Cresco’s kitchen, which should be done soon, will be outfitted with extraction, processing and testing equipment. Segal will also have her own staff in Cresco’s kitchen.

Bachtell said he expects the edibles to be available in all of Illinois’ dispensaries (more than two dozen are currently open, and up to 60 are allowed).

“We’ve been establishing relationships with dispensary owners for almost the last year,” Bachtell said. “Now we’re looking at opportunities to partner with people in other states to either license or bring the Mindy brand out here in some partnership relationship and get Mindy national.”

Bachtell didn’t discuss the terms of the agreement and said it is too early to predict what kind of revenue the edibles will generate for the company.

Celebrity Learning Curve

While Segal is an accomplished chef, she admits that she has a lot to learn when it comes to preparing and marketing marijuana infused edibles.

She recently took a trip to Colorado to visit dispensaries and learn about edibles branding and infusion. She’s also working with Cresco’s marketing specialist, as well as its chief of extraction to make sure products are dosed and infused correctly.

“I branded my hot chocolate in a fly-by-night, grass roots sort of way, and to be able to have resources to brand a product in a professional way is very exciting for me,” Segal said. “There’s a learning curve. I’ve dabbled in it as a recreational user, but not in a mass production sort of setting with oils and extraction and different THC and CBD percentages, and getting the right amount in each bar and getting the right affect, that’s lab work, that’s science.”

Giving that sort of backing to Segal was critical for Cresco.

“When we started looking at this edibles space, first and foremost it was about making a product that has that consistency to be relied upon. The first piece of chocolate in the package will have the same dosage as the last piece,” Bachtell said. “That was the primary focus, and then supplementing it with somebody who could add the other components, and that’s Mindy with her recipes and her knowledge of ingredients and flavors.”

As “the face” of Cresco’s edibles line, Segal brings a sophisticated star power to the cannabis industry, a kind that is far different than the attention brought by celebrities who are famous in part because of their cannabis connections, like Snoop Dogg, Julian Marley or Tommy Chong.

“What’s kind of unique about the Mindy situation, it’s less of a focus on whatever notoriety or celebrity status she has and more that she’s a professional in that field, and that’s why she has it,” Bachtell said. “So our affiliating with her is a unique situation where the celebrity profile that’s associated with the product is based on that being their area of expertise.”

This is the kind of celebrity that is good for the industry, Bachtell said.

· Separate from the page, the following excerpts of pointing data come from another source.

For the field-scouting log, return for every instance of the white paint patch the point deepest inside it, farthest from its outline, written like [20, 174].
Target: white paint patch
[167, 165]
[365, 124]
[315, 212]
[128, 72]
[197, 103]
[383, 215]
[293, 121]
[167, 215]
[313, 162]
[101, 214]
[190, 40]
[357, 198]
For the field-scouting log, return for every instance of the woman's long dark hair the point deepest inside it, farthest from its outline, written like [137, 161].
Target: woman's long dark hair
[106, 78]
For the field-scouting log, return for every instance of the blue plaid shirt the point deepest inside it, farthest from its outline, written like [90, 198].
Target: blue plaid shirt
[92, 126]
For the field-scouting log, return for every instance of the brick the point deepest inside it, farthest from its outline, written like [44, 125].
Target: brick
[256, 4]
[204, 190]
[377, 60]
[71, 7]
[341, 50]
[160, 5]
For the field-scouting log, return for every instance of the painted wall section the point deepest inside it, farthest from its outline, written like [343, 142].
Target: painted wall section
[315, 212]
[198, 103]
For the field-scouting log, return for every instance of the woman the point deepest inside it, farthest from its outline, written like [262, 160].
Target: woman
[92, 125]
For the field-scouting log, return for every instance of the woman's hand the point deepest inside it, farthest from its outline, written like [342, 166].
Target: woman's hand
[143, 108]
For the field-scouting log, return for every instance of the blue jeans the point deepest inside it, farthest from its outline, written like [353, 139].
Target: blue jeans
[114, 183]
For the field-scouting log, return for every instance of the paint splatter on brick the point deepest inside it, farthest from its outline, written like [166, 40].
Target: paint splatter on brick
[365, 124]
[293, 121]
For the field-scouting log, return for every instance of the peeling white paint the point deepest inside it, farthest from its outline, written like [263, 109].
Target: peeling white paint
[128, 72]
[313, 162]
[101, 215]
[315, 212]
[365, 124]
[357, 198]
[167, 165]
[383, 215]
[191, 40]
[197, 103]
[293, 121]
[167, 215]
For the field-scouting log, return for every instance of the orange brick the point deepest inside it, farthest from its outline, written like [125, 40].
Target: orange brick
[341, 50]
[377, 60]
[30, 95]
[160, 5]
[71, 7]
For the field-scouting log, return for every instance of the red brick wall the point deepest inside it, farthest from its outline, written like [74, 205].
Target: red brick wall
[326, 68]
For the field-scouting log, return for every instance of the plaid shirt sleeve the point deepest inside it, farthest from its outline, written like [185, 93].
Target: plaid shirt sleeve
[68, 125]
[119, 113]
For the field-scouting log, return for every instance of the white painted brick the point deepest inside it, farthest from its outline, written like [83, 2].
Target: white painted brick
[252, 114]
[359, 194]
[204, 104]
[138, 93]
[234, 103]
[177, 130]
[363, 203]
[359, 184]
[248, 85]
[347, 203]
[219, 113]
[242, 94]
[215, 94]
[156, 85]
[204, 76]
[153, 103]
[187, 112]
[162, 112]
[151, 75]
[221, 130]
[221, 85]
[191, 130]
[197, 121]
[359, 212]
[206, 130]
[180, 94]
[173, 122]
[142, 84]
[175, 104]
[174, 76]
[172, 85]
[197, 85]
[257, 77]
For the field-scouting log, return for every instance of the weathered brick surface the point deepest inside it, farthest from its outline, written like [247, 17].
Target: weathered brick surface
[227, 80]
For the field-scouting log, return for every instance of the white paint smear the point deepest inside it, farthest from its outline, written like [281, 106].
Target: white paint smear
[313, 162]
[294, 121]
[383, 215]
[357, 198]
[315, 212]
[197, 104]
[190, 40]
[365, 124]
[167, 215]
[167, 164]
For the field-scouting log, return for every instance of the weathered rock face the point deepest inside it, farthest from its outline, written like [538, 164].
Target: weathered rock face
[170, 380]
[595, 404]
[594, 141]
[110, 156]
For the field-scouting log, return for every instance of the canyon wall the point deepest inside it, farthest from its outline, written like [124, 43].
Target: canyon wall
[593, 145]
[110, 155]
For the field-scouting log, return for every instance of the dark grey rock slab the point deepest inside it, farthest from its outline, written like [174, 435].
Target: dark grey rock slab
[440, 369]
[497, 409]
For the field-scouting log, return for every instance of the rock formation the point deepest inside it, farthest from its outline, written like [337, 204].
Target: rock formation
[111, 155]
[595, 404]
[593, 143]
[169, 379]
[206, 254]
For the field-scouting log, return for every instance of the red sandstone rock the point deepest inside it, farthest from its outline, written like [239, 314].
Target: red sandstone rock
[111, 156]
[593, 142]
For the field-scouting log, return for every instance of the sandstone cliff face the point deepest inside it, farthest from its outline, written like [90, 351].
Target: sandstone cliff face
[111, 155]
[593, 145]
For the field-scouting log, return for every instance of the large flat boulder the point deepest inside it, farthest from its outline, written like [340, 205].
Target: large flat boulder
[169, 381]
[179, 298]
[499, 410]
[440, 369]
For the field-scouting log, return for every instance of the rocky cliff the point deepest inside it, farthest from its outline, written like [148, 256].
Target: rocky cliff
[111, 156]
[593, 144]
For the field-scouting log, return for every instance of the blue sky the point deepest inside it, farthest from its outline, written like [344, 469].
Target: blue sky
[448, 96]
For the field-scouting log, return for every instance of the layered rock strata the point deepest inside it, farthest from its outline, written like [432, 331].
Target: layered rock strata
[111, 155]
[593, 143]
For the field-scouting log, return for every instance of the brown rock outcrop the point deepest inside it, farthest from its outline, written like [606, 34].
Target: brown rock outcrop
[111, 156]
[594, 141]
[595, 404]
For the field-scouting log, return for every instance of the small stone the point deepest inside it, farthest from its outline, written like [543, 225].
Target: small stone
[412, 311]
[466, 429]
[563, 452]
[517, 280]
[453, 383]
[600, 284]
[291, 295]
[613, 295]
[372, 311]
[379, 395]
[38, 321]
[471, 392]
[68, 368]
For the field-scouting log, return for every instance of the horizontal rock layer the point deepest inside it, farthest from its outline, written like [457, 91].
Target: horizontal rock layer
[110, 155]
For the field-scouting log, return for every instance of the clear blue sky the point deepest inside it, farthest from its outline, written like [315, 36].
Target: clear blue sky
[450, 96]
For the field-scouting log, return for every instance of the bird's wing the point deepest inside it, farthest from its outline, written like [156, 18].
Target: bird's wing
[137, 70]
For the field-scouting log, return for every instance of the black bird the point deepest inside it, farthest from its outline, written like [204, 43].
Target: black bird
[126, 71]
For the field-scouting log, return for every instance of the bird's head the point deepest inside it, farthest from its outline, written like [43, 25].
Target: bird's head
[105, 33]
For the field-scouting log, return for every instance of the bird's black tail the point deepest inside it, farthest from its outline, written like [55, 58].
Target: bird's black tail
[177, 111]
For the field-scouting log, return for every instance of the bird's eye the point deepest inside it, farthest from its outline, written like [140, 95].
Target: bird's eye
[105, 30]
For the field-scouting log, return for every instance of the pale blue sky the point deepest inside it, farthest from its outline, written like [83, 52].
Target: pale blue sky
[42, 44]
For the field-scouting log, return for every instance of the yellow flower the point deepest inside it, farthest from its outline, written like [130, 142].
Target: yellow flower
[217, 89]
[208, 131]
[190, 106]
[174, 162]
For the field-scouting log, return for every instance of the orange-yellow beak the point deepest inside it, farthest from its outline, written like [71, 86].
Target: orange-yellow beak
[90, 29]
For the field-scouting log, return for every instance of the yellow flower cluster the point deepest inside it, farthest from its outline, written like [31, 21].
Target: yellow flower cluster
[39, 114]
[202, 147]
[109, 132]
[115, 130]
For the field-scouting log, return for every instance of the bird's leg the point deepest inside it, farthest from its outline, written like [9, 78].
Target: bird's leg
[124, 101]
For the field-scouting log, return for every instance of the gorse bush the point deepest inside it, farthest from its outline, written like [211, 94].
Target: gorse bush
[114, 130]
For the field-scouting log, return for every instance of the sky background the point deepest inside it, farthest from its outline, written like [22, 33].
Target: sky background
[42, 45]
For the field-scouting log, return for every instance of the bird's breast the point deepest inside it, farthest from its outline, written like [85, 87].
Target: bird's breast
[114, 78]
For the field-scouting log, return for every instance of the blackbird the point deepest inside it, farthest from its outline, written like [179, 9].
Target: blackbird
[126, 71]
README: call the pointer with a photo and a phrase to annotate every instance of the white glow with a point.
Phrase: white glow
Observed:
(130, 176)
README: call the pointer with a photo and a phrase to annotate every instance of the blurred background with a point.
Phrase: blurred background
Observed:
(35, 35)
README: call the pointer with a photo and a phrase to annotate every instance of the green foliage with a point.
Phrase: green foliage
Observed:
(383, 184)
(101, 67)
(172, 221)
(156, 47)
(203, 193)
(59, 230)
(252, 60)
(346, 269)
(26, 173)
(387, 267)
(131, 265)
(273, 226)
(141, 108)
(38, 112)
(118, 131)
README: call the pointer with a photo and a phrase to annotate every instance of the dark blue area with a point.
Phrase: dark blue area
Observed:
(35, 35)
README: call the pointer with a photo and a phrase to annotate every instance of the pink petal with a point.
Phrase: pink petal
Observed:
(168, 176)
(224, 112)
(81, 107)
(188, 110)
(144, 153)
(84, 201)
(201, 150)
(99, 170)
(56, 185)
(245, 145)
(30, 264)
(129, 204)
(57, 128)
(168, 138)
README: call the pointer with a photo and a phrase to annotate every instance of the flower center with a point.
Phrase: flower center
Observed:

“So anytime that you can in this cannabis space bring somebody in who adds to the professionalism of the finished product, the quality of the finished product, is going to help legitimize the industry in eyes of people that aren’t part of it,” Bachtell said. “Hopefully this is a trend you see in the industry going forward, these subject matter experts outside the industry from traditional industries getting involved in helping elevate the end product.”